Walking alongside someone seems to result in an entirely different (and often far more enriching) type of conversation than one in which you're face to face.
Actually, talking to someone in a car when one of you is driving a long distance can be similarly rewarding.
I reckon you tune into each much more effectively. You listen more intently. You see things more clearly.
And (double win) if you're walking, you benefit from some exercise.
To boot.
If you're fortunate enough to be able-bodied, maybe it's time to call up a friend, then put your collective best feet forward?
20
January
Another point of view. Friday January 20, 2012
Imagine this. I ask you to close your eyes, then open them again after I've placed an object immediately in front of you.
As you focus on it, you see a white square whose sides are roughly a metre long.
That's it. A white square.
Now I get someone else to stand a couple of metres to your right, and you ask them what they see.
'No problem,' they say, 'it's a white cube.'
Aha. From where you were standing it was a square. From where they were, though, it had depth. It was something else altogether.
You and I have our own views of the world. We see things through the filters of our experiences and sometimes (I have to confess) our prejudices and misjudgements.
And this is never more so than when it comes to trying to solve some huge problem or dilemma that you're experiencing.
You see things as you think they are, convincing yourself that your way is the only way.
To discover the real truth, though, perhaps nothing beats learning from the view of someone who's close, but just that little bit further away from it all than you are.
19
January
Building Rome. Thursday January 19, 2012
If Rome wasn't built in a day, how long did it take?
As I was writing this, Wikipedia was shut for 24 hours, but a spot of Googling other sources suggests it either took around 500 years, or (more precisely) it's actually still being built and so will never be finished.

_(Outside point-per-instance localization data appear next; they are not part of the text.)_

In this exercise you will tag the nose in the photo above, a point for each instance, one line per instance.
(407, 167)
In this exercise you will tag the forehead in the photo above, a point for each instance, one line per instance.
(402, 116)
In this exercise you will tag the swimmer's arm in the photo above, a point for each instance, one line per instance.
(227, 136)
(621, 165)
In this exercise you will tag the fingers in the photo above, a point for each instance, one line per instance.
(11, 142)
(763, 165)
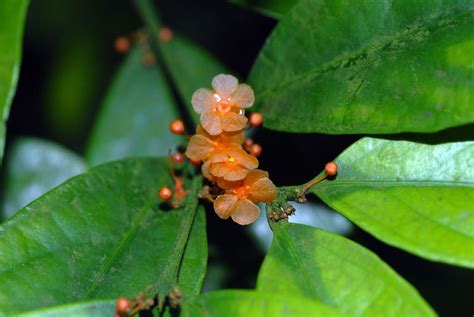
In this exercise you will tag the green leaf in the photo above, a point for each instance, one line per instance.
(341, 67)
(34, 166)
(193, 268)
(87, 309)
(12, 17)
(273, 8)
(102, 234)
(413, 196)
(135, 117)
(309, 262)
(191, 68)
(237, 303)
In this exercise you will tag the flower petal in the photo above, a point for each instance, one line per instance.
(236, 173)
(229, 172)
(253, 176)
(245, 212)
(222, 183)
(263, 190)
(211, 122)
(243, 158)
(206, 173)
(243, 97)
(199, 148)
(224, 85)
(224, 205)
(232, 121)
(203, 100)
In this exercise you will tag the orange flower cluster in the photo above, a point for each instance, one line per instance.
(218, 144)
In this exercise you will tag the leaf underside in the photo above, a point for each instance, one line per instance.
(346, 67)
(414, 196)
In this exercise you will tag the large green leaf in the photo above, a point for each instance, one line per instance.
(191, 68)
(272, 8)
(414, 196)
(103, 308)
(135, 116)
(309, 262)
(240, 303)
(34, 166)
(102, 234)
(12, 16)
(337, 66)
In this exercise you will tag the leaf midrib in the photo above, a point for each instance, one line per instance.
(131, 232)
(393, 183)
(336, 63)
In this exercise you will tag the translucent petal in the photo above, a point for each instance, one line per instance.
(245, 212)
(211, 122)
(243, 97)
(203, 100)
(224, 205)
(199, 148)
(206, 173)
(232, 121)
(243, 158)
(224, 85)
(263, 190)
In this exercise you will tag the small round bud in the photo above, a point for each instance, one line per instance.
(165, 193)
(149, 59)
(177, 127)
(122, 304)
(165, 35)
(331, 168)
(121, 44)
(195, 162)
(255, 119)
(177, 158)
(248, 143)
(255, 150)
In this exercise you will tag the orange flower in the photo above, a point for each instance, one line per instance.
(221, 108)
(203, 145)
(222, 154)
(232, 165)
(240, 199)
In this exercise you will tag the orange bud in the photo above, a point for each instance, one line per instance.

There's a heck of a lot of difference between a day and 500 years, isn't there?
Historical town-planning ponderings aside, the 'it wasn't built in a day' thought is probably a good one to dig out if you're down in the dumps.
When you feel that way, it would clearly be brilliant for someone to wave a magic wand, making everything immediately wonderful. But it doesn't work like that does it?

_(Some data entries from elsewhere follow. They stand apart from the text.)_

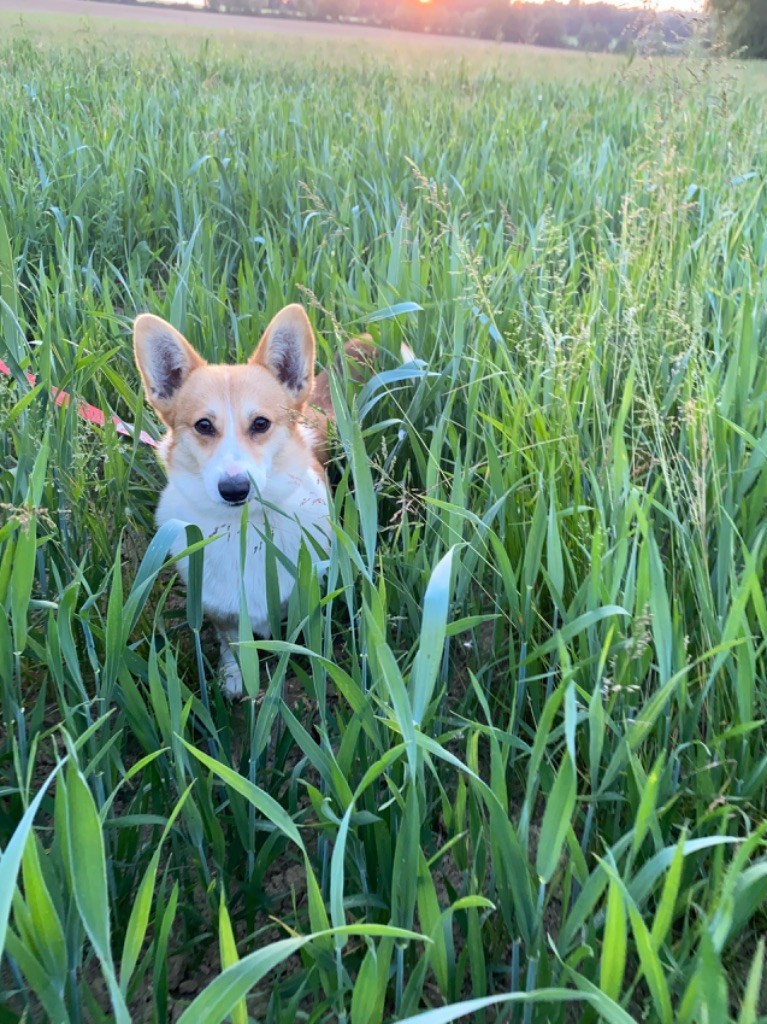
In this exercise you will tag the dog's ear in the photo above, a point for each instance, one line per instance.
(165, 359)
(287, 350)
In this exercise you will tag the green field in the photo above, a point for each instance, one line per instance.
(511, 749)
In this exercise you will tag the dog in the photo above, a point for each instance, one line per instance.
(255, 435)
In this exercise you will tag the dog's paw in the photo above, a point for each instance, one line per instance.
(231, 680)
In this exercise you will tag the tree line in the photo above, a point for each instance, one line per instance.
(592, 27)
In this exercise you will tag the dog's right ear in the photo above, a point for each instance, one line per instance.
(164, 358)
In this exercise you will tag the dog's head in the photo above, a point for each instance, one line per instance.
(227, 425)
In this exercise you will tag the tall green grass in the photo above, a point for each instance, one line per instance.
(507, 759)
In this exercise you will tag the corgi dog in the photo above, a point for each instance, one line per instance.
(251, 435)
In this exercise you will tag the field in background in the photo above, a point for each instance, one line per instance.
(511, 749)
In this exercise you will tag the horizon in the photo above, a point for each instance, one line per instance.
(686, 6)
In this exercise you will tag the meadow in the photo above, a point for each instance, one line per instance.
(506, 760)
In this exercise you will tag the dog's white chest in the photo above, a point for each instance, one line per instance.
(302, 502)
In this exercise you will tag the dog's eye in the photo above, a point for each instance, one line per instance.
(260, 425)
(205, 427)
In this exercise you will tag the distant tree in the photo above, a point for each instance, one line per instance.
(337, 8)
(744, 23)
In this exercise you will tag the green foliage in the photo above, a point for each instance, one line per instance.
(507, 759)
(744, 23)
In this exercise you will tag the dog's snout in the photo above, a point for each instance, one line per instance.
(235, 489)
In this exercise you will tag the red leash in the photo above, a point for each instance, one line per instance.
(88, 413)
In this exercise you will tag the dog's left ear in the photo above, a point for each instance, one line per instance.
(287, 350)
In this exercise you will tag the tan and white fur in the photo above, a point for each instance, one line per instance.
(253, 434)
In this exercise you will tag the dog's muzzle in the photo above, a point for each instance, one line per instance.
(235, 489)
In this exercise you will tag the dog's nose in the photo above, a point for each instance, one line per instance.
(235, 489)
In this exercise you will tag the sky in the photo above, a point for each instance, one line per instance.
(694, 5)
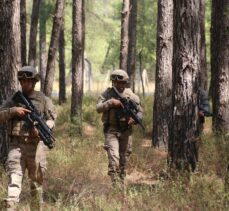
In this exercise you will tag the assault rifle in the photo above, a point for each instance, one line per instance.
(130, 108)
(35, 120)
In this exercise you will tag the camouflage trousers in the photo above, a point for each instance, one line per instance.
(119, 147)
(30, 155)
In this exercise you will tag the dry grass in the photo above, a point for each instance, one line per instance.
(77, 171)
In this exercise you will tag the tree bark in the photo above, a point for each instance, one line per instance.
(57, 22)
(182, 149)
(220, 65)
(33, 33)
(132, 31)
(124, 35)
(163, 79)
(42, 44)
(203, 61)
(23, 32)
(10, 57)
(62, 84)
(77, 59)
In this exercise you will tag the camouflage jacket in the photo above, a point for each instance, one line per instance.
(114, 116)
(17, 126)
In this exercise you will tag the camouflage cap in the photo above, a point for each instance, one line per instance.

Looking at my own Moodscope graph it's clear that recovery after a crash is generally a pretty slow process.
It doesn't stop you being impatient though. And this is not helpful.
So the next time you feel life closing in on you, it's probably best not to expect miracles. Do, however, take small steps - or preferably just ONE small step - each day that has the potential to make you feel just a little better the next.

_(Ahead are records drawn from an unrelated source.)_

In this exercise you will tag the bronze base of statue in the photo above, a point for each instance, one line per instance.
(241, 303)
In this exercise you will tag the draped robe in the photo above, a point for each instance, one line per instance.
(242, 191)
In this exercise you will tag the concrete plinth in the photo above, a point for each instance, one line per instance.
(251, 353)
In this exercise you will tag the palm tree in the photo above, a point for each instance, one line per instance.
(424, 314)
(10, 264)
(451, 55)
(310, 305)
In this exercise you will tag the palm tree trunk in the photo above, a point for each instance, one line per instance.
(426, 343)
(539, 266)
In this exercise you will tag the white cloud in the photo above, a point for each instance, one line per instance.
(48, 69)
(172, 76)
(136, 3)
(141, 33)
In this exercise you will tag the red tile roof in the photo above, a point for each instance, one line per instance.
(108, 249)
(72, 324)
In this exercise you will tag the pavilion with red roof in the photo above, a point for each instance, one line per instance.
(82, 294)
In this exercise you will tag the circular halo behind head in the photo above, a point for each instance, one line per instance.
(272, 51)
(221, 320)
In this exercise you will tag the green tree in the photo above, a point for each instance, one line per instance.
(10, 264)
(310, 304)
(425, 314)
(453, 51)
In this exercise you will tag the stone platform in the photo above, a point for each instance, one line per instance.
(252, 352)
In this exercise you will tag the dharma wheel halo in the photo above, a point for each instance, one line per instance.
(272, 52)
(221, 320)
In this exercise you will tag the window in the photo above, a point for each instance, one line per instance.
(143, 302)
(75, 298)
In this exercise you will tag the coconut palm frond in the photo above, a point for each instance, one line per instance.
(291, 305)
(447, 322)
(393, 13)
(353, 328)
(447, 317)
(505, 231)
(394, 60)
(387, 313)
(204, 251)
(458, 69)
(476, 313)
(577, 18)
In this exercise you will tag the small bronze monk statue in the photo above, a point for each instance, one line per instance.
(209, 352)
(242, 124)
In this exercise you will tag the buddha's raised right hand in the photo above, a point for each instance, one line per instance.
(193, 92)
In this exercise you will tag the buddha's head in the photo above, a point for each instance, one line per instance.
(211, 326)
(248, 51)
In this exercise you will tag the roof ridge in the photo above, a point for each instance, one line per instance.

Connect with other people. Get out in nature. Do something to help someone. Focus on three things for which you feel gratitude. Eat something healthy.
Don't try and do all of the above. It'll be too much.
Do think about that one small step though.
18
January
Coffee and doughnuts. Wednesday January 18, 2012
For the last few months I've frequently nodded and said hello to a gentleman who's often in 'my' coffee shop in the mornings.
After exchanging the odd word here and there, I knew just a little about him - all I thought I needed to, perhaps.
But the other day something triggered him to be more talkative so we ended up having quite a conversation.
He wanted to know what I did for a living, so I told him about Moodscope. In return I discovered that he sells doughnuts.
(I guess this means he's in the hole-sale business.)
Then (the tricky bit) we did that thing where you ask one another what your name is. Why is this so difficult when it's been quite a while since you've known someone on a casual but no-names basis?
Anyway the result was a connection made, and a small boost for both of us.
I've no doubt there are people like this in your life too. Maybe you acknowledge one other but have never really spoken properly?
So why not step a little outside your comfort zone next time your paths cross, therefore?
Strike up a conversation. Find out their name. Tell them yours.
It's the little connections which can make life the rich tapestry it has the potential to be.